Narrator: When the three dwarfs came home, they saw Snow White unconscious and were very anxious. At this time, the legendary prince appeared, and the story of love at first sight was about to be staged. (About the Three Dwarfs)
Dwarf A: Snow White, what's wrong with you? Why are you foaming at the mouth?
Dwarfs B and C: Snow White, Snow White ...
Dwarf C: Come on, get her in! The dwarfs carry Snow White together. One has only one leg and the other two have only one arm. )
Dwarf A: Somebody, somebody!
(The prince comes on stage on a broom)
Dwarf c: (seeing the prince, waving and shouting) hey, young man ... hey ... come and help.
Prince: (seeing the dwarf and Snow White coming) This girl is really handsome. ...
Shorty A: For Peugeot.
Dwarf B: Quick, quick, Snow White is dying.
Prince: Girl, wake up. Girl, wake up (stroking the princess's head, trying to breathe, gently putting the princess's head down), the girl can't breathe. This girl is dead, dead ...
Princess: (raises her arm)
Qi: (screaming in horror) Ah! ...
Prince: (dare not escape) Forge a corpse! ..
Snow White: (rubbing her eyes) Prince, is that you? Is that my prince? The dwarf points to the prince, and Snow White walks over and hugs the prince's arm. The prince hides several times. )
Dwarf A: Suffer!
Dwarf B: Bad luck!
Dwarf C: Regret!
Prince: This is a great loss! Forget it, you helped me find the princess, and I fulfilled a wish for each of you.
Dwarf A: Really? Then I'll go first. I don't really want anything else, I just want a lot of money!
Prince: Money? No problem. (Pulls out a bunch of bank cards from his pocket) Then take it!

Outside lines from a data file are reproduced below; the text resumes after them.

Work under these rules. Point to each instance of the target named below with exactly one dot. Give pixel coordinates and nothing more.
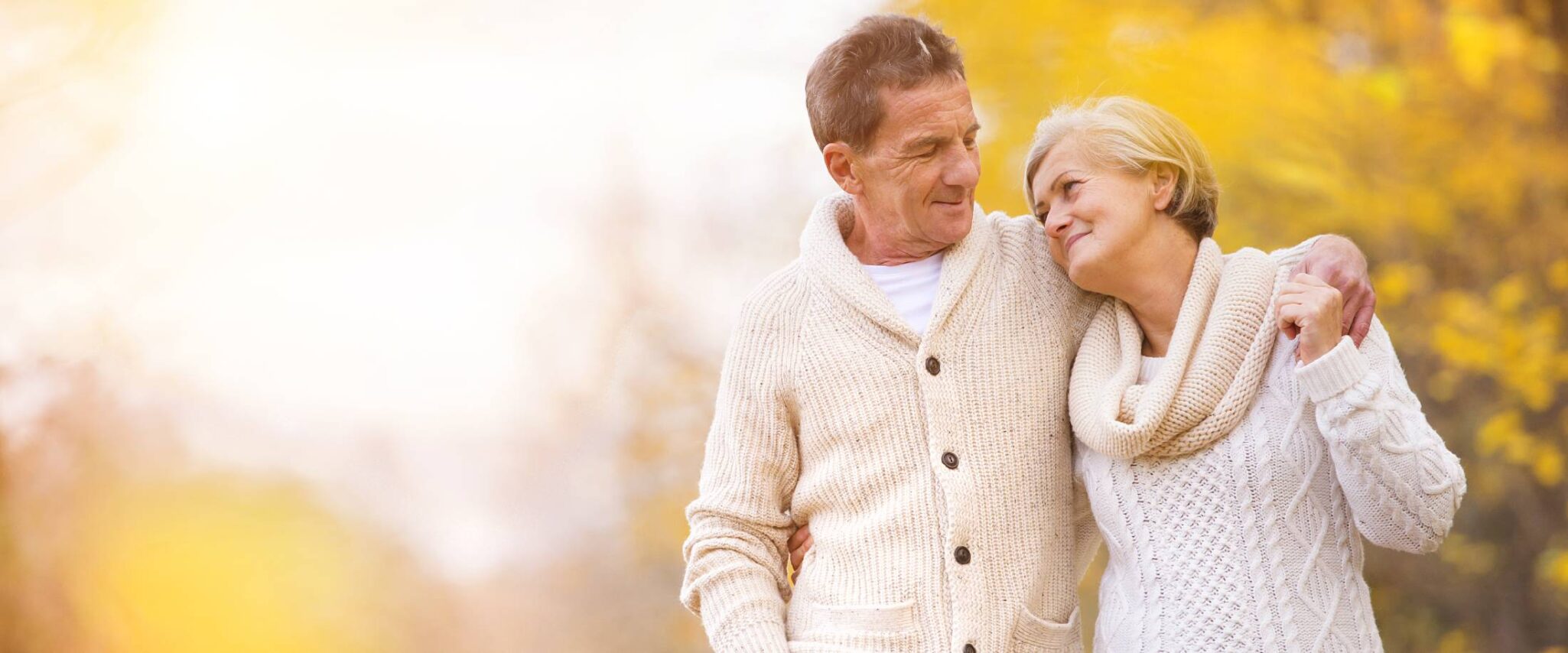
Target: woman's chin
(1084, 276)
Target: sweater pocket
(1039, 635)
(860, 627)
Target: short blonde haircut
(1134, 137)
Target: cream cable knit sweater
(1255, 542)
(935, 472)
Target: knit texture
(1255, 542)
(1214, 365)
(833, 411)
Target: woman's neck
(1156, 290)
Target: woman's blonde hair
(1134, 137)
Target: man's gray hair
(844, 86)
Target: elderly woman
(1233, 445)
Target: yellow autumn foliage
(1435, 135)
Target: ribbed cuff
(751, 638)
(1335, 372)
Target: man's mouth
(1073, 239)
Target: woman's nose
(1057, 224)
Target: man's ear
(839, 158)
(1164, 179)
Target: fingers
(802, 534)
(1361, 324)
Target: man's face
(922, 165)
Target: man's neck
(873, 248)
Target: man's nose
(963, 168)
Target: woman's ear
(1164, 179)
(841, 165)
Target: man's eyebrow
(919, 145)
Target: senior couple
(963, 406)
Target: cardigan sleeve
(740, 521)
(1399, 478)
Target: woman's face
(1100, 221)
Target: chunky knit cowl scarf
(1214, 367)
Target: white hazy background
(412, 252)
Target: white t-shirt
(912, 288)
(1150, 369)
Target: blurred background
(392, 326)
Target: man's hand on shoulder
(1339, 264)
(797, 548)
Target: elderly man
(902, 387)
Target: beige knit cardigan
(935, 472)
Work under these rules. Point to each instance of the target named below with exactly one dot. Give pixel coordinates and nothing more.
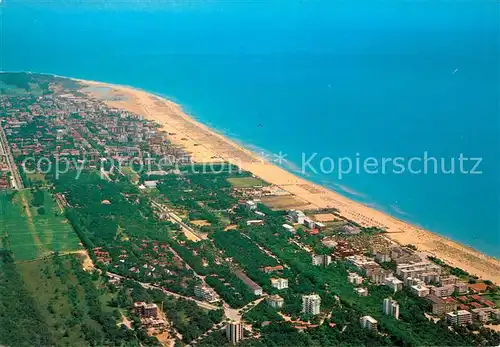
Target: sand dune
(205, 145)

Dwarf A: Ah, I'm rich! I am rich!
Princess: You gave him all your money. How do you support me?
Prince: Never mind, I still have a meal card here. I teach you to keep it! (Put the meal card in the princess's hand)

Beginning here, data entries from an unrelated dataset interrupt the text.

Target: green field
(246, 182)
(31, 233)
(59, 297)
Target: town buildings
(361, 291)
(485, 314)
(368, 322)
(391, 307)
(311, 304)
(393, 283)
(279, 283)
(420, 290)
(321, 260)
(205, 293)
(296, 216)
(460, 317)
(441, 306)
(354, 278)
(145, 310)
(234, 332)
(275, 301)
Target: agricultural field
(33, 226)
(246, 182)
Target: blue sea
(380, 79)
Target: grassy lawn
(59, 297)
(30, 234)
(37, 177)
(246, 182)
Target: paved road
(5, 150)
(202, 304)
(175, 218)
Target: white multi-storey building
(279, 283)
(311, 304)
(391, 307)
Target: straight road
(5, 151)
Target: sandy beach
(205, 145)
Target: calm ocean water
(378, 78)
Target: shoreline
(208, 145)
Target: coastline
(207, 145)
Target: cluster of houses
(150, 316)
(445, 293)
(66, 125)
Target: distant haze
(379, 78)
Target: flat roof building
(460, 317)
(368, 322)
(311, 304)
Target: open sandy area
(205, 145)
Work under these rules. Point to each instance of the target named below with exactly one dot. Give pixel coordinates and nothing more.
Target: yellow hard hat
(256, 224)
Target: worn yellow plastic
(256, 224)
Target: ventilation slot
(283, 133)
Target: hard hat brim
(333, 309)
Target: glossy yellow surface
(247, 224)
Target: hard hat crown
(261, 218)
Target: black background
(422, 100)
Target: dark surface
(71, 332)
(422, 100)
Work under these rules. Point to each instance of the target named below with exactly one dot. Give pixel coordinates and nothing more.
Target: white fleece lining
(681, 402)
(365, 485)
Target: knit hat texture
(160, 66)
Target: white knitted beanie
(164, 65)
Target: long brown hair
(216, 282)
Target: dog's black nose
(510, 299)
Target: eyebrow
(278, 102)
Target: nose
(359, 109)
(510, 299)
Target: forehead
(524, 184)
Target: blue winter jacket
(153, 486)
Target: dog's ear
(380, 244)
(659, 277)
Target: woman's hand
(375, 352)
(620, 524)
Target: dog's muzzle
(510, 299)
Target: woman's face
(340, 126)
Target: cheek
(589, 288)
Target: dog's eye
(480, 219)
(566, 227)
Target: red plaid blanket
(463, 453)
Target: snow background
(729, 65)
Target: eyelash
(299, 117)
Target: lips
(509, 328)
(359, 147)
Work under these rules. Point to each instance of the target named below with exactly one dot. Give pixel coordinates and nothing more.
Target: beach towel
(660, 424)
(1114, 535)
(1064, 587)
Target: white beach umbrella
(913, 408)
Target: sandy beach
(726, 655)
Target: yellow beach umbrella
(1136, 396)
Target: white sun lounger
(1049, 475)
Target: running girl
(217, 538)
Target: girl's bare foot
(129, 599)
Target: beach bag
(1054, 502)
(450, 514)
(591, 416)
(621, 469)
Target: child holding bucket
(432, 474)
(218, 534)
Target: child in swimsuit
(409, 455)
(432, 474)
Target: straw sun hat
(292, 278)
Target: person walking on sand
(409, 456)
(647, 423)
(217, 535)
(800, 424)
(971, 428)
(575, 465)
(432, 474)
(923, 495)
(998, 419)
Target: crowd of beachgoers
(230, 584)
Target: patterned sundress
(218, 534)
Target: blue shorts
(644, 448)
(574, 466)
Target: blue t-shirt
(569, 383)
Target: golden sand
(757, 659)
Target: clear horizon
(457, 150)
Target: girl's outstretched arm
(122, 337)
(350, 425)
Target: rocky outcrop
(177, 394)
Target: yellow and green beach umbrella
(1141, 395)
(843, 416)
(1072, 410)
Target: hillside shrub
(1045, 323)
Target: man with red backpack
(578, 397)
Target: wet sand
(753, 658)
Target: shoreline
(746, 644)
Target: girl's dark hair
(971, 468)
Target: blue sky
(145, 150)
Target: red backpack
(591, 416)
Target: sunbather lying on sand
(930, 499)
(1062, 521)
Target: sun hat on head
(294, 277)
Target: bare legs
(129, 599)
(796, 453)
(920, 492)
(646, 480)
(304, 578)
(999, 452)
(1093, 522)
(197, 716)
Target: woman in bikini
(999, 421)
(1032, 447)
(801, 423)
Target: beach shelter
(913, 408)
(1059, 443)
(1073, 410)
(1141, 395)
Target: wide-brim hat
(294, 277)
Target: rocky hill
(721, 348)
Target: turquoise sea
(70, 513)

B: (Can't wait) It's my turn. It's my turn I've always wanted a mobile phone. I used to want a flip. Hehe, it's fashionable and beautiful. Later, I wanted a straight one. Hey hey, simple and generous. Now I want a slider.
Prince: All right! (takes out his mobile phone from his pocket) Here, Nokia N93, (in short) has passed the national recognition of ISO9002.
The certificate system has GPRS global positioning system, as long as you go out and shout! The whole world can hear it.
Shorty b: ah, finally have a mobile phone.
Prince: (pointing to Dwarf C) It's your turn.
Dwarf C: Ah, is it my turn? (Praying posture) Then I hope the world will be peaceful.
Prince: hmm ... hmm ... do you have any other questions?
Dwarf c: oh, this is a bit difficult. Then ... then make me handsome!
Prince: Turn you into me? Is this not a joke? That question is more practical.
Dwarfs a and b: world peace? So stylish? !
Qi: (kicks Shorty C) Shit!
(Three people step down together)
The prince looked at the princess affectionately (playing the Wedding March). There was a sincere love before me, and I didn't cherish it. Now I finally found my treasure.
The prince knelt down to propose to the princess, and they entered the marriage hall.
Narrator: The prince and Snow White lived happily ever after.